A while ago I posted an easy how-to guide for calling APIs in Dynamics 365 Finance and Operations (or D365 F&O to its friends). In that post I looked for statuses of batch jobs. This is the follow up post on how to get notified when a batch job is done.
Batch job and alerting
You can configure a batch to send you an e-mail when the batch is done, or errored, but an e-mail is not very computer to computer friendly. I needed a response back so the next action (or batch) could be executed.
If you only need an e-mail when a batch is done. I suggest you check out this page.
I am actually surprised that this is not a feature in D365 but it is easy enough to build using Logic Apps.
The D365 APIs
If you need information on connecting to the APIs you can find that in my last post Talking to the D365 F&O Rest APIs.
The secret here is to use two features: A callback Url and a do-while loop.
What is a callback URL?
Glad you asked. When you call an API the operation might take a long time to complete, such as creating a new order or running a batch. Instead of either waiting for a very long time or getting a timeout, you give the call a callback URL. This URL is basically saying “When you are done, reply to this address”.
When calling such an endpoint you supply the callback URL as a header or part of a message body, and the service should reply with a 202 Accepted, meaning “I received your message and will get back to you.”

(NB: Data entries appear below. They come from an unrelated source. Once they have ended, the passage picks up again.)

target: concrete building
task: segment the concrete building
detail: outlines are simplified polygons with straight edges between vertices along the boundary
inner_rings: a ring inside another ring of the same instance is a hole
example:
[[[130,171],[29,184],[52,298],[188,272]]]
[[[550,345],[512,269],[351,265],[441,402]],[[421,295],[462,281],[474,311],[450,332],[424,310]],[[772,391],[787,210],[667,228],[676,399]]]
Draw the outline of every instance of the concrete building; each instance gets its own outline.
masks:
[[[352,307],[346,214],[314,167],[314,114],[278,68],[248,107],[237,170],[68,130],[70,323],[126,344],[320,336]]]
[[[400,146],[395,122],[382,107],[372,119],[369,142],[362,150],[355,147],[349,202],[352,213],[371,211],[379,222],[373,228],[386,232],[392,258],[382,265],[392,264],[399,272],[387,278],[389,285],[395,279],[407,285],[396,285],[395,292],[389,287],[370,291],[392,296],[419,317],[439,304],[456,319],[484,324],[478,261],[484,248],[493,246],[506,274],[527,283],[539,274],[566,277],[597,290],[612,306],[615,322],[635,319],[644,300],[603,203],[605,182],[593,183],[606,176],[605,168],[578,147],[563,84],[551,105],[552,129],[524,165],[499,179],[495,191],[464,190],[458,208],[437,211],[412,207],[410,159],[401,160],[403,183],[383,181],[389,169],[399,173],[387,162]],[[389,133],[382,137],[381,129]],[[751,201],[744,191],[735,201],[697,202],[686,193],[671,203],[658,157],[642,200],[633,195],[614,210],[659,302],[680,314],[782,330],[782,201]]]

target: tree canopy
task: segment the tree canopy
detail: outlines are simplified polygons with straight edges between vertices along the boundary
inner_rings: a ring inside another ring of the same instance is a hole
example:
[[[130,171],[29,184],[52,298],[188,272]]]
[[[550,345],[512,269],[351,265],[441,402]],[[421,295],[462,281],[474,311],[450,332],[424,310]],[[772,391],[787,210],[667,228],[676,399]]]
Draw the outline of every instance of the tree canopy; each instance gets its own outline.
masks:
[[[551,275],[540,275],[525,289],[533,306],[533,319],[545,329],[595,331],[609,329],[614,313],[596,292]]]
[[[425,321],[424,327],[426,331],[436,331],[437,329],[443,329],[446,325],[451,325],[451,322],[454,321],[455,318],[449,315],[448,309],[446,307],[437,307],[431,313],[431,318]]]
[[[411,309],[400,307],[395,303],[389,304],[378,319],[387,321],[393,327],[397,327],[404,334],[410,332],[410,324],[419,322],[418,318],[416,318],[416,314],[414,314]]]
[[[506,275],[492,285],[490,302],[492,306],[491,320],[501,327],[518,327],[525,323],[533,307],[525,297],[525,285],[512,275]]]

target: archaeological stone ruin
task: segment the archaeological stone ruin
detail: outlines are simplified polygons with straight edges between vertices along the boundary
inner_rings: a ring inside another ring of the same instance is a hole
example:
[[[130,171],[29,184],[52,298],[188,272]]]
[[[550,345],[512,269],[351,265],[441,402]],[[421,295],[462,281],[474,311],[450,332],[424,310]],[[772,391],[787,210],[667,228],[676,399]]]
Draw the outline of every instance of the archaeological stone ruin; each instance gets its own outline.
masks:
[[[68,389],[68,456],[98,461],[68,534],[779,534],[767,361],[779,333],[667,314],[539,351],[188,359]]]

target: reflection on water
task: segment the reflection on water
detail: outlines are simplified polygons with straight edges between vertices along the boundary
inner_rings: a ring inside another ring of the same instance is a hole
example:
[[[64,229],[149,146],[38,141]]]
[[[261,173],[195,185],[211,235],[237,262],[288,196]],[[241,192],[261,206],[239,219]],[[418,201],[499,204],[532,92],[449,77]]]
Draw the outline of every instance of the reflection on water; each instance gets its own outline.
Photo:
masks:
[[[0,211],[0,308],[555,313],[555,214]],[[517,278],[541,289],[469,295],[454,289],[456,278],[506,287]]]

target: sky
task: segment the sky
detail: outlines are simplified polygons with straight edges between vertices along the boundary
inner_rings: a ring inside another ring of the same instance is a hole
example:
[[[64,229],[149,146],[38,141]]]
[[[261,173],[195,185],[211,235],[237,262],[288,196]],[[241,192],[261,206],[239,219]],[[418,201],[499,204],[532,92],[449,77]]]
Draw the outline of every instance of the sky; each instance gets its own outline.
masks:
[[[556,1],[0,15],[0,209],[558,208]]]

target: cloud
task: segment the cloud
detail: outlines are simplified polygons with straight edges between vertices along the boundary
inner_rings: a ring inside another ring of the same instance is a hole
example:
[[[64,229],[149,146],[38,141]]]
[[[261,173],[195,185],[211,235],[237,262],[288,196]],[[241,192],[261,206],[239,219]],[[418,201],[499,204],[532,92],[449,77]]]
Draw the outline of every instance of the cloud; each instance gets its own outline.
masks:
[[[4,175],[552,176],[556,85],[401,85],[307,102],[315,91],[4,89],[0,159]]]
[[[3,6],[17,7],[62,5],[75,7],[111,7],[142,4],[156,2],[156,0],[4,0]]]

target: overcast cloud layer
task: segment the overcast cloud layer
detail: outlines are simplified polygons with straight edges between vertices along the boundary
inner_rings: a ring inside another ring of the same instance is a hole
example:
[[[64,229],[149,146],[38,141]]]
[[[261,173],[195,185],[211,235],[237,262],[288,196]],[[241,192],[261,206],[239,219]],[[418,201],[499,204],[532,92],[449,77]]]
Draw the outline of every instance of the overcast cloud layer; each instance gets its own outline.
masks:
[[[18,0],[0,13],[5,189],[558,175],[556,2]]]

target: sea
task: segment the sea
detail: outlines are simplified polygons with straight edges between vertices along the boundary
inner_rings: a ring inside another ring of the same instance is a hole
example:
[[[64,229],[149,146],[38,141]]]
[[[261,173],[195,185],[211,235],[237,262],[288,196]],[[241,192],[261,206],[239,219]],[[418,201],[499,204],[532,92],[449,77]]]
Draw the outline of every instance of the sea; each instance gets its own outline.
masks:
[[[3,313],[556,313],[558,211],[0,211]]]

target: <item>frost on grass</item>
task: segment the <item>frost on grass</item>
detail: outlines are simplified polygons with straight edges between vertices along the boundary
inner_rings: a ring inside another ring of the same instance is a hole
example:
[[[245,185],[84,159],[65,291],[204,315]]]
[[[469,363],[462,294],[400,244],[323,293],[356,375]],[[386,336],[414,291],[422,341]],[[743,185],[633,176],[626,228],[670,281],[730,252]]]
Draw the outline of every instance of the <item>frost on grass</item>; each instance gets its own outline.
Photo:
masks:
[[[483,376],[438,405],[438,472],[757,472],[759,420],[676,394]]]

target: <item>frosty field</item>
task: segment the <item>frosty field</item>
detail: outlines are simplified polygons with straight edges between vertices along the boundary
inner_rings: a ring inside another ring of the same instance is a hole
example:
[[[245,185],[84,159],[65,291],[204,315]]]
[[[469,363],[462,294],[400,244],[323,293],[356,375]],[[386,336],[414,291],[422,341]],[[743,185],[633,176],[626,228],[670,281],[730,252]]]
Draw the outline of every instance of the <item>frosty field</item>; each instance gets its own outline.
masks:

Setting up a callback URL is not the scope of this post. In my scenario it was handled by Azure Data Factory and was just a tickbox.
The Logic App flow
Your exact needs may differ, but we decided on getting a batch ID and the callBackURL as properties of the POST body.
The flow started the batch using the standard Logic Apps connector.
Then the Logic App simply queries the “Batch Status” in the D365 Data API until the batch is not executing anymore.
When the batch is done, or there is an error of some sort, we respond back using the callback URL.
Here is what the Get Batch Status from Data-API looks like:
Details about the call can be found in the earlier post.
This will not work on so called “scheduled batch jobs”. The reason is that if you trigger them, ie set to waiting, they will just continue to wait until the scheduling kicks in. In the Logic App above this will respond back as an error.
If you need to be able to trigger the jobs imediatly, you need to remove the scheduling. But that is kind of the reason why you need to do this anyway.
Tips for testing
If you trigger the Logic App using Postman you cannot really handle the callback and you need to setup another endpoint for your Logic App to respond to. I used RequestBin, which solves this problem 100%.
Setting this up is really easy and I am sure you can do it using Power Automate. I am just a Logic App guys and likes solving things using Logic Apps. Adding this to your Azure Data Factory or similar makes you able to call a pipeline “when the first one is done” instead of using scheduling.